I. The origin of the Lord’s-day.—Of this I would affirm that it is not Jewish. This, indeed, might sufficiently appear from the fact that in the early days of the Church both the first and seventh day of the week were generally observed by Christians, at any rate by those who had been converted from Judaism. All that is Jewish, all the ceremonies, all the observances, all the restrictions and restraints have been altogether swept away, and of these no single trace remains. So far as Christianity is concerned, no single part of the discarded system of Judaism finds a place.

II. What is the governing principle which underlies the observance alike of the Jewish Sabbath and of the Lord’s-day? It cannot be forgotten that our Divine Master has maintained that love is the great, the first commandment. On this governing principle of love to God and love to man hang all the law and the prophets. Religion is not a mere restraint; it is an enthusiasm. Love is the power which is to control all our motives and to direct all our conduct. Whatever there may be in the Divine enactments which appears to be in the nature of restriction or of prohibition of man’s liberty, is imposed in obedience to the demands of this supreme law of love.

III. Guided, then, in our search by this law of love, and applying to the question before us, what does it reveal?

(a) What does love to God demand from us with reference to the observance of the Lord’s-day? Does it not at least require this—that we should remember the day to keep it holy? Love to Him demands our worship. The grateful heart longs to use every opportunity for showing forth His praise, and in His mercy and goodness towards us He has shown us the way, and provided the means by which we may satisfy this need—a need which grows up until it becomes a yearning desire and ardent longing to every true child of God.

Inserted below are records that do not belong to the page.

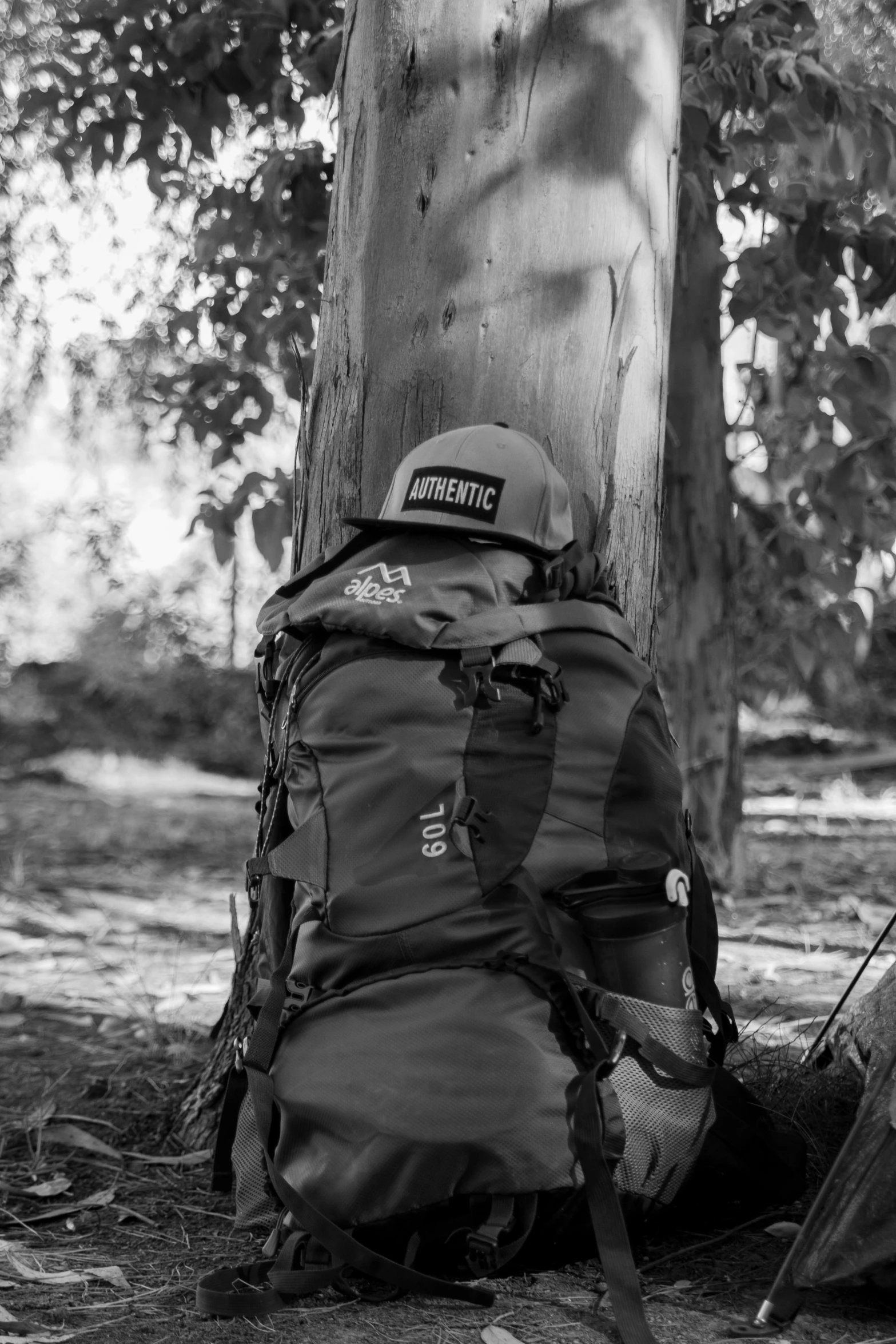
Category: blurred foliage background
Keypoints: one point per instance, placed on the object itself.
(166, 170)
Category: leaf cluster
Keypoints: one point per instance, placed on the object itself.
(212, 98)
(771, 125)
(272, 519)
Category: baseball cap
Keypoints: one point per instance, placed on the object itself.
(484, 480)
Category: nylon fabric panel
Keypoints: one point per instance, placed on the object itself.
(257, 1204)
(508, 770)
(389, 745)
(563, 851)
(405, 586)
(604, 683)
(643, 816)
(409, 1092)
(666, 1123)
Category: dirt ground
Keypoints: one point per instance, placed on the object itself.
(114, 959)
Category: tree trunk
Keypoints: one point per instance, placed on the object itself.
(500, 168)
(698, 655)
(501, 248)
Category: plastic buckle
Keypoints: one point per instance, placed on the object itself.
(608, 1065)
(481, 1253)
(479, 682)
(253, 886)
(240, 1053)
(468, 813)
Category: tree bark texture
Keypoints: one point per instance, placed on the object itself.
(501, 248)
(696, 648)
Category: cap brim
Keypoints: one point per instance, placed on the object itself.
(390, 524)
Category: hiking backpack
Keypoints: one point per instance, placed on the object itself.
(460, 739)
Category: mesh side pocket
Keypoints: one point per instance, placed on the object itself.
(257, 1204)
(666, 1122)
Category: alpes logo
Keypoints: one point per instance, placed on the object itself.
(366, 589)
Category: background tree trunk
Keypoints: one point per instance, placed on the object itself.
(501, 248)
(696, 652)
(500, 168)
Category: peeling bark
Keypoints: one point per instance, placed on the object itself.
(499, 163)
(698, 652)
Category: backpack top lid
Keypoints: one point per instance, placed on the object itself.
(483, 480)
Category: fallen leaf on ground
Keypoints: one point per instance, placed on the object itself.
(185, 1160)
(100, 1199)
(497, 1335)
(46, 1216)
(108, 1273)
(91, 1120)
(41, 1115)
(71, 1136)
(124, 1214)
(46, 1188)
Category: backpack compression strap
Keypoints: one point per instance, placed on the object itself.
(340, 1243)
(594, 1140)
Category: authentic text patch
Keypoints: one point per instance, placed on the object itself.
(452, 490)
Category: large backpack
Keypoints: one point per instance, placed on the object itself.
(459, 737)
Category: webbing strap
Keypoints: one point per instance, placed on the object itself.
(720, 1011)
(240, 1291)
(503, 624)
(612, 1011)
(484, 1256)
(609, 1225)
(300, 858)
(340, 1243)
(222, 1176)
(609, 1008)
(300, 1281)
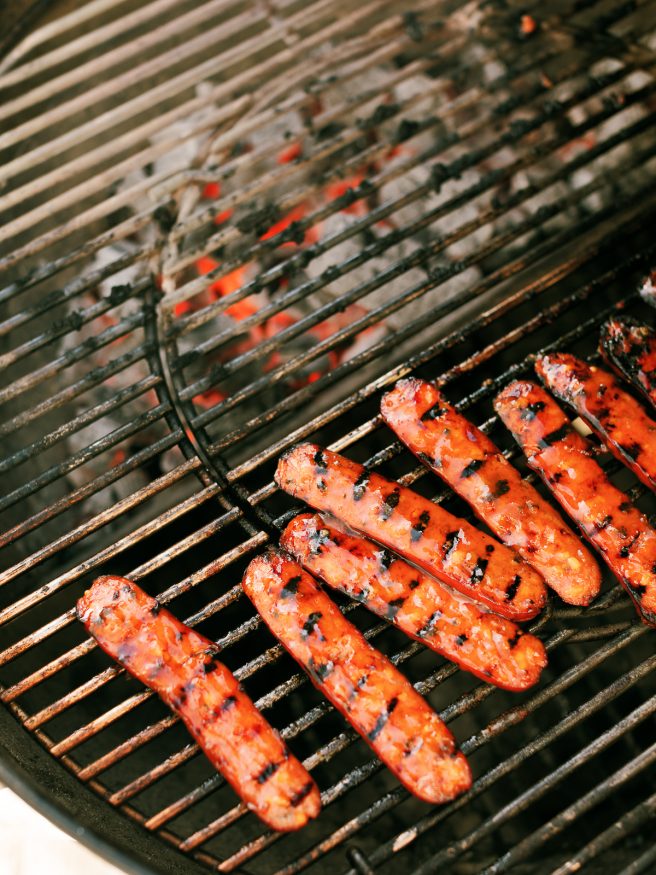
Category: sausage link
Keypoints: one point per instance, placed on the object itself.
(450, 548)
(490, 647)
(373, 695)
(181, 667)
(619, 420)
(648, 289)
(606, 516)
(471, 464)
(630, 348)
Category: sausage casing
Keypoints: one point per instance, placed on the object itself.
(373, 695)
(181, 667)
(619, 420)
(450, 548)
(630, 347)
(471, 464)
(490, 647)
(606, 516)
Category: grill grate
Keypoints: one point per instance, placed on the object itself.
(498, 200)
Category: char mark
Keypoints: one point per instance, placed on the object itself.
(420, 526)
(554, 436)
(501, 487)
(228, 703)
(320, 461)
(450, 543)
(267, 772)
(298, 797)
(511, 592)
(382, 720)
(631, 450)
(290, 589)
(393, 607)
(318, 539)
(391, 501)
(531, 411)
(320, 671)
(472, 468)
(429, 625)
(311, 624)
(360, 485)
(513, 642)
(434, 413)
(478, 572)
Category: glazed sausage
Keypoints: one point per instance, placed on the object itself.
(648, 289)
(450, 548)
(630, 348)
(373, 695)
(470, 463)
(490, 647)
(606, 516)
(181, 667)
(619, 420)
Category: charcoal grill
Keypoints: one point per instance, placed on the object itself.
(383, 189)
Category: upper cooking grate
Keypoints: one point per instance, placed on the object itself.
(226, 228)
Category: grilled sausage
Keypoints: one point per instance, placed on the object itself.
(373, 695)
(450, 548)
(490, 647)
(630, 348)
(181, 667)
(648, 289)
(606, 516)
(619, 420)
(470, 463)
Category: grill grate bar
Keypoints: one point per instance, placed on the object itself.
(544, 316)
(354, 777)
(627, 824)
(514, 715)
(589, 800)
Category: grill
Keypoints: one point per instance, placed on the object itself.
(227, 227)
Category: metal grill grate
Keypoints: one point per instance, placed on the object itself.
(468, 183)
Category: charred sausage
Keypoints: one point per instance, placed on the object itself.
(648, 289)
(490, 647)
(606, 516)
(471, 464)
(630, 348)
(619, 420)
(373, 695)
(450, 548)
(181, 667)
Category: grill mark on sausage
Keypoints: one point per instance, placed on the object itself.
(419, 527)
(555, 436)
(290, 589)
(310, 625)
(434, 413)
(472, 468)
(532, 410)
(267, 772)
(450, 543)
(382, 720)
(391, 501)
(478, 572)
(511, 592)
(360, 485)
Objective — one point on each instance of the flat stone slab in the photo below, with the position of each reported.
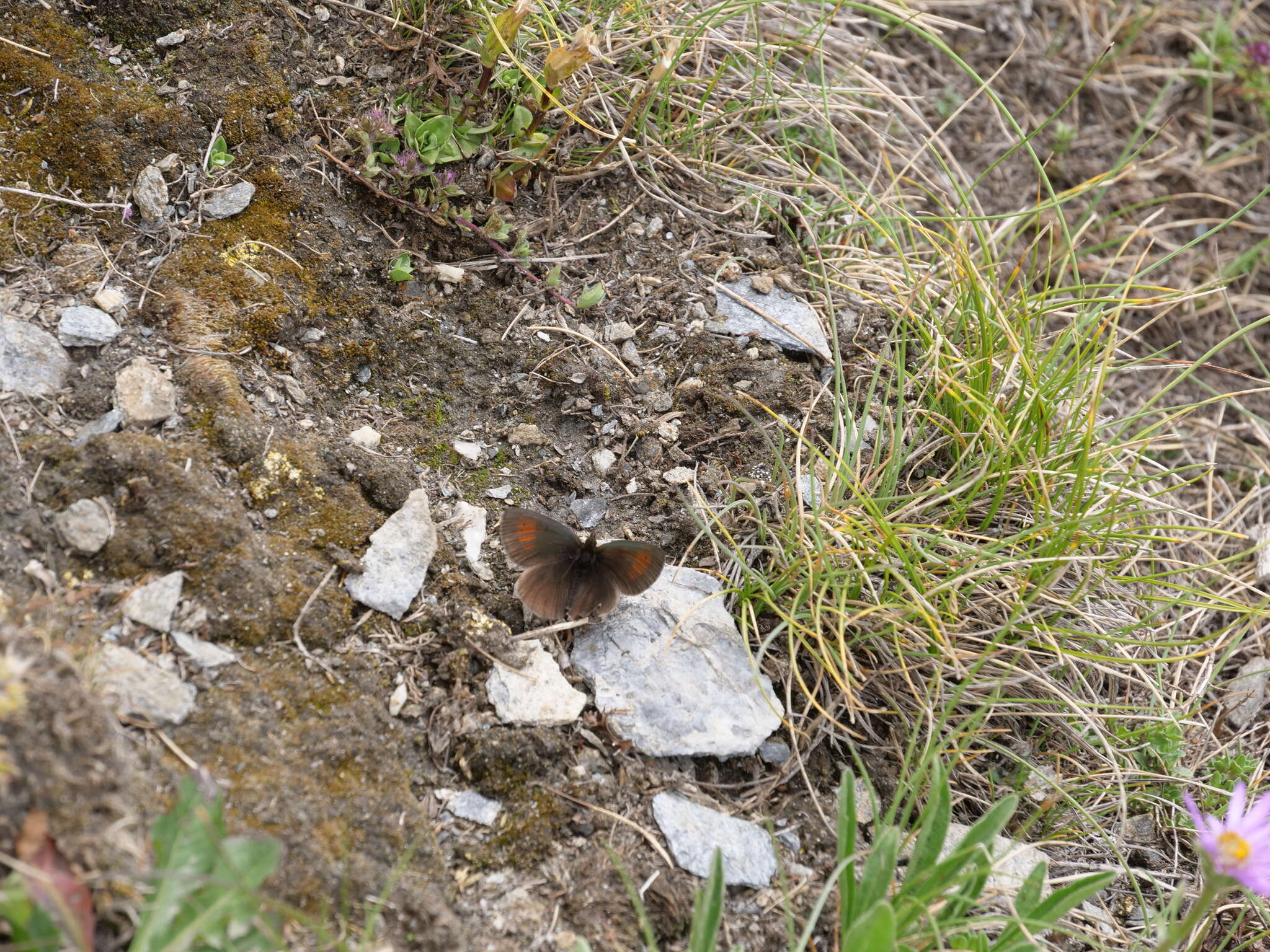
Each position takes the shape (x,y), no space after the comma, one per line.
(778,316)
(536,694)
(155,603)
(138,689)
(225,202)
(694,832)
(32,362)
(205,654)
(87,327)
(470,805)
(672,676)
(398,560)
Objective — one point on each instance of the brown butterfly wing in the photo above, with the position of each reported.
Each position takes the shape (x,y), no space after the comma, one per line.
(544,589)
(596,594)
(531,539)
(631,565)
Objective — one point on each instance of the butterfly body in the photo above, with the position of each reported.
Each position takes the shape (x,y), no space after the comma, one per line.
(569,578)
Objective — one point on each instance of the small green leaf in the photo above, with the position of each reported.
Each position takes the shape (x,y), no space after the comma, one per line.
(874,931)
(935,826)
(32,928)
(495,227)
(401,268)
(878,873)
(592,296)
(708,909)
(437,128)
(521,120)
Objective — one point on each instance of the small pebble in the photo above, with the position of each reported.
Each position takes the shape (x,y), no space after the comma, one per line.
(526,434)
(366,437)
(602,461)
(110,300)
(620,332)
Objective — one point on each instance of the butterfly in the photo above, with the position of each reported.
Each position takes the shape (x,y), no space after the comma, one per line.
(567,578)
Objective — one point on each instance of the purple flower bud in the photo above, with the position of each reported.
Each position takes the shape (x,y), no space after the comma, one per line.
(376,125)
(408,164)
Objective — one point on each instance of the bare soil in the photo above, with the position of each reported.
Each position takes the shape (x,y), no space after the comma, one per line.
(255,508)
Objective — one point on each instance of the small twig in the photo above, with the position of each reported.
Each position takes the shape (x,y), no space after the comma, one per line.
(549,628)
(507,257)
(295,628)
(17,452)
(634,826)
(180,754)
(590,340)
(29,48)
(31,487)
(91,206)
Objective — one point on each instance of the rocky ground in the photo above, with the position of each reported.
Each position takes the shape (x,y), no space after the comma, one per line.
(214,397)
(249,493)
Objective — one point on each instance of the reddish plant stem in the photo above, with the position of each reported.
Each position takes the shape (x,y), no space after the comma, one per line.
(507,257)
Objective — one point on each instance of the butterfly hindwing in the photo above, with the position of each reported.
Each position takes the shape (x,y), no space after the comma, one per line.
(544,589)
(533,539)
(596,593)
(631,565)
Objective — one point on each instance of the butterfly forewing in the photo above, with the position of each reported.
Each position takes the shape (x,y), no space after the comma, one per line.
(533,539)
(631,565)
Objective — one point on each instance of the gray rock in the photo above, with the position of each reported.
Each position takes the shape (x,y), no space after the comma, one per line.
(107,423)
(205,654)
(144,394)
(1246,694)
(672,674)
(526,434)
(619,332)
(775,752)
(678,477)
(602,461)
(84,526)
(398,560)
(536,694)
(779,316)
(138,689)
(790,840)
(32,362)
(473,521)
(87,327)
(150,193)
(588,512)
(225,202)
(155,603)
(694,832)
(470,805)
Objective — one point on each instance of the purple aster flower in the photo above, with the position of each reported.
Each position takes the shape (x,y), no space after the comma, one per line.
(1240,844)
(408,164)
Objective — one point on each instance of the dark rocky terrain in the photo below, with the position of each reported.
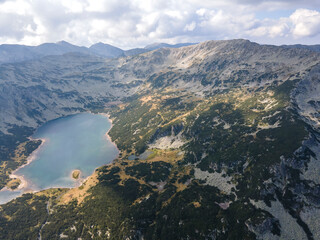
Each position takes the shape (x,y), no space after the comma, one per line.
(225,136)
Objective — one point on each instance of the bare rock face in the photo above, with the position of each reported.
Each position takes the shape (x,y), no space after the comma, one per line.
(279,186)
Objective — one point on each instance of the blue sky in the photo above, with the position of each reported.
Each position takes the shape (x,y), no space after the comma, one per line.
(136,23)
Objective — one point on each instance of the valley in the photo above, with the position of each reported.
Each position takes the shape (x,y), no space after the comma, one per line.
(218,140)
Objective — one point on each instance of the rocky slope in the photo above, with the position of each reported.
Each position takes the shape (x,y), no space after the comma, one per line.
(224,137)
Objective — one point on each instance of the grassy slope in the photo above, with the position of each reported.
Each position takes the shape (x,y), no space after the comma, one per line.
(127,195)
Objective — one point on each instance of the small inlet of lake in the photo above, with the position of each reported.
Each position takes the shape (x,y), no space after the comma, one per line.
(75,142)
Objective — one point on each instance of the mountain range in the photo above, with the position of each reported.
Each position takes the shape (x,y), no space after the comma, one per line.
(231,129)
(10,53)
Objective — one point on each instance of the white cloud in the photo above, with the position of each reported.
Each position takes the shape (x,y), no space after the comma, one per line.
(139,22)
(306,23)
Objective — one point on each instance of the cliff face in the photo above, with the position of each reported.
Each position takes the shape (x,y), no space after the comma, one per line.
(226,136)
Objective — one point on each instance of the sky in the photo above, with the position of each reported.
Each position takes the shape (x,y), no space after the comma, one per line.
(137,23)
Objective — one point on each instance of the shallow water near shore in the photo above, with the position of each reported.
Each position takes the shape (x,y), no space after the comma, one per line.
(74,142)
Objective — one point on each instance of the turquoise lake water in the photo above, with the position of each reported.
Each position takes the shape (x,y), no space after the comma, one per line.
(74,142)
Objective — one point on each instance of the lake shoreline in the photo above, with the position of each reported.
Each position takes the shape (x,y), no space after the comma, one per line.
(26,185)
(107,133)
(24,182)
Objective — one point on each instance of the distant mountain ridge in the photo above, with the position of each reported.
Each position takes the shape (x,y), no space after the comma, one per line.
(11,53)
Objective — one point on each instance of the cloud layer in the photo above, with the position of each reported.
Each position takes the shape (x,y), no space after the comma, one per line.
(134,23)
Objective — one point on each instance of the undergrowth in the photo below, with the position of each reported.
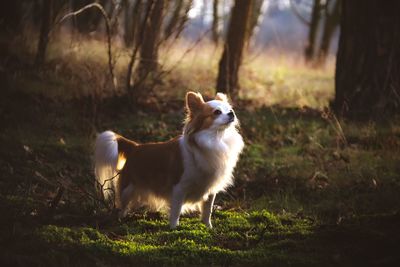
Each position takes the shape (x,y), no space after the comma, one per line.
(309,190)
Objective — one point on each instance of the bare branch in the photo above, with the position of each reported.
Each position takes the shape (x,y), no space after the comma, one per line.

(b) Nor is it less important to remember that the fundamental principle of love to man is embodied in the observance of the Lord’s-day. In the old Jewish law this principle was recognised in the commandment which ordained that no work should be performed upon the Sabbath, and on the reason given for the command, ‘That thy manservant and thy maidservant may rest as well as thou.’ We are not unmindful of the fact that our Blessed Lord swept away all those perversions of this grand principle, by which the Pharisees of His day had distorted the Divine command, so that it had become a mere formal observance of legal and burdensome enactments. But the general rule of abstinence from work, except indeed in the performance of duties of necessity and charity, remained. Is it consistent with God’s supreme law of love, that multitudes of weary toilers should be needlessly condemned to the slavery of continuous labour on the day of rest?

—Prebendary Kitto.

Illustration

‘In these latter days there have been constant controversies, not only between the Church and the world, between the religious and the ungodly, but even amongst religious people themselves, as to the claims of the Lord’s-day, and as to the extent and manner of its observance. The vast increase within the present generation of every form of Sunday entertainment; the boating and cycling excursions, the lawn-tennis parties, the Sunday visiting and Sunday “At Homes” and dinner-parties and dances, and dramatic performances and smoking concerts and boxing clubs, all these are now tolerated and allowed, where they would have been repudiated and condemned a very few years ago.’